Thursday, August 16, 2007

Naked, Flag-Waving, Tour De France Fan Crazy

It's not the day-to-day activity of the typical coach that drives them insane. No, the driver for that John Daly-esque, seemingly-irrational desire for a fifth (or two) of single-malt whiskey is stuff that goes on outside the environment of the gym/pool/track/road. Newsletters, uniforms, parents/family members, travel/lodging/incidentals...you know, trying to make everyone friggin' happy, happy, happy is enough to make you look for that Borat-styled thong-like thing and wear it in public. Of course, I can't find the damned photo, but if I do it'll be here for your pleasure. Promise. It got my attention while I was watching the Tour de France.
And when you get to that point you have one of three choices:
a. Stay the course and set aside the money for the single-malt, or margaritas if you prefer. I am a hands-on kind of guy; something I think I learned this from my father. His mentality was one of 'If You Want The Job Done To Your Satisfaction, You're Going To Have To Do It Yourself.' His car always ran well, his garden was always growing, and whatever carpentry or electrical projects that were done around the house were PERFECT. He made certain of it. That's probably why I can't do carpentry, tune a car or wire a room. That's okay, Dad. I know what I am good at.
b. Delegate and prepare to chew some @$$ on a regular basis. Often, I try to be prescriptive in my instructions: 'do this part of the workout in this manner and this pace, life will be good and we'll have world peace...' It's the curse of being a former teacher-type. I want to teach so my athletes can eventually do some of the hard work themselves...then, all I'll have to do is the small details, right? Every coach has a butt monkey. I was my coach's butt monkey. That's how I learned to coach; by trial and (lots and lots of) error. Sometimes I can still see my coach's tooth marks. He still tried to take a nibble here and there now, but I give him regard and go on to do things (more or less) my way.
I have started to delegate details more often to an athlete I've trained with for the past two years. He's a personable, likeable guy, not a complete @$$ like me. Usually means he tries to think about how people will react to what he says, where I say it and deal with the fallout later. Sounds like the old good cop, bad cop scenarios, no?
c. Drop the issue and wait for the inevitable question, 'Coach, what happened to...?' The same folks who complain the loudest about how things are done are the ones who provide the least support in the first place. If there's no money for team trips, a possible root cause is a lack of dues being paid. No t-shirts or singlets available? Well, no one has a demand for them. E-mail, newsletters? Same thing; I can talk a lot about my point of view, because I live there. However, the laws of physics (an inability to be at more than one location at a single time) and economics (unlimited demands never equal limited supplies) tend to override lots of things I'd love to do...however, I only have one brain, one income, and 24 hours in a day. And this is not a full-time, salary-paying vocation. If it was, I'd be more (or maybe I'd be less) in control of all the factors. Or would I?
Since there are a handful of new athletes training, most of them female, it seemed like a good idea to let them look into a crop-style (or jog bra) top for races and runs...most of them aren't fond of the present singlet. The guys usually don't wear them, either, prefering to go shirtless. However, it's cheaper for me to screenprint women's tops than to take all the guys down to the local tattoo parlor and have the club logo slapped on their chest...besides, most of them would have to shave...hm...now there's an idea...
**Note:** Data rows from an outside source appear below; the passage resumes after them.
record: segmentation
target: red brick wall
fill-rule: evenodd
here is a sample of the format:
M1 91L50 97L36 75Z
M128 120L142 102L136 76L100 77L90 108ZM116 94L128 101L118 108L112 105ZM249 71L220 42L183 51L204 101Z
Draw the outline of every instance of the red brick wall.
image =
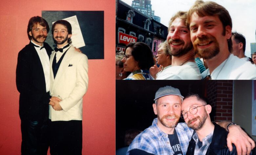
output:
M233 81L212 81L207 85L206 97L212 107L212 120L232 121Z

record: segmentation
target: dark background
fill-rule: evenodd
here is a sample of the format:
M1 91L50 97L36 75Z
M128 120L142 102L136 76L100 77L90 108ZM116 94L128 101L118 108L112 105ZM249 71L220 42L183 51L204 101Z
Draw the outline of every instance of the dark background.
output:
M56 47L52 34L52 22L75 15L77 18L85 43L85 46L80 48L80 49L89 59L104 59L103 11L42 11L42 17L47 22L50 28L45 41L52 48Z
So, the missus sent out an e-mail to all the women about a shopping trip/lunch visit just over the state line. I told her that all I wanted was a single color/style top for all of the women; if they could do that I would take club funds and print the logo on there. There I go, delegating. I'm hoping they can agree on one top, but I have the sneaking suspicion they won't be able to agree.
And that's enough to make a guy like me - or any coach - go naked, flag-waving, Tour de France-fan crazy. Anyone got a margarita?